We violate our sacred trust to the citizens of the United States and our oath to uphold the Constitution if we surrender this great responsibility and through our own inaction acquiesce in another terrible war.
We must courageously defend the oath that we took to defend the Constitution of the United States of America or we forfeit our right to participate in representative government.
How can we pretend to hold other sovereigns to fundamental legal principles through wars in foreign lands if we do not hold our own Presidents to fundamental legal principles at home?
We are staring into the maelstrom of war in Libya. And the code of behavior we are establishing today sets a precedent for the potential of evermore violent maelstroms ahead in Syria, Iran, and the horrifying chaos of generalized war throughout the Middle East. Our continued occupation of Iraq and Afghanistan makes us more vulnerable, not less vulnerable, to being engulfed in this generalized war.
In two years, we have moved from President Bush’s doctrine of preventive war to President Obama’s assertion of the right to go to war without even the pretext of a threat to our nation.
This Administration is now asserting the right to go to war because a nation may threaten force against those who have internally taken up arms against it. Our bombs began dropping even before the U.N.’s International Commission of Inquiry could verify allegations of murder of noncombatant civilians by the Qaddafi regime.
The Administration deliberately avoided coming to Congress and furthermore rejects the principle that Congress has any role in this matter. Yesterday we learned that the Administration would forge ahead with military action even if Congress passed a resolution constraining the mission. This is a clear and arrogant violation of our Constitution.
The Administration’s new war doctrine will lead not to peace, but to more war.
The President cannot say that Libya is an imminent or actual threat. He cannot say that war against Libya is in our vital interest. He cannot say that Libya had the intention or capability of attacking the United States. He has not claimed Libya had weapons of mass destruction to be used against us.
Is this is truly a humanitarian intervention? What is humanitarian about providing to one side of a conflict the ability to wage war against the other side of a conflict, which will inevitably trigger a civil war turning Libya into a graveyard?
What are the fundamental principles at stake in America today?
First and foremost is our system of checks and balances built into the Constitution to ensure that important decisions of state are developed through mutual respect and shared responsibility in order to ensure that collective knowledge—indeed, the collective wisdom of the people—is brought to bear.

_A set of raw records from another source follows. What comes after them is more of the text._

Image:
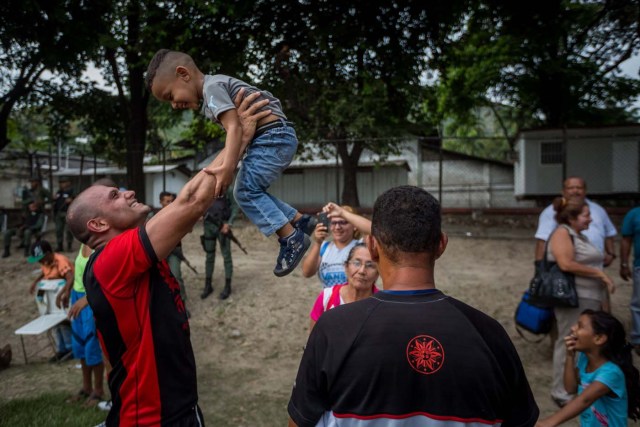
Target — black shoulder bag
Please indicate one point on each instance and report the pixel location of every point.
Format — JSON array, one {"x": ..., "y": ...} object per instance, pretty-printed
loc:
[{"x": 552, "y": 287}]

Our nation has an inherent right to defend itself and a solemn obligation to defend the Constitution. From the Gulf of Tonkin in Vietnam to the allegations of weapons of mass destruction in Iraq, we have learned from bitter experience that the determination to go to war must be based on verifiable facts carefully considered.
Finally, civilian deaths are always to be regretted. But, we must understand from our own Civil War 150 years ago that nations must resolve their own conflicts and shape their own destiny internally. However horrible those internal conflicts may be, these local conflicts can become even more dreadful if armed intervention in a civil war results in the internationalization of that conflict.
The belief that war is inevitable makes of war a self-fulfilling prophecy.
The United States, in this new and complex world wracked with great movements of masses to transform their own governments, must itself be open to transformation, away from intervention, away from trying to determine the leadership of other nations, away from covert operations to try to manipulate events, and towards a rendezvous with those great principles of self-determination which gave us birth.
Dennis Kucinich is now in his seventh term representing the Tenth District of Ohio in the U.S. House of Representatives.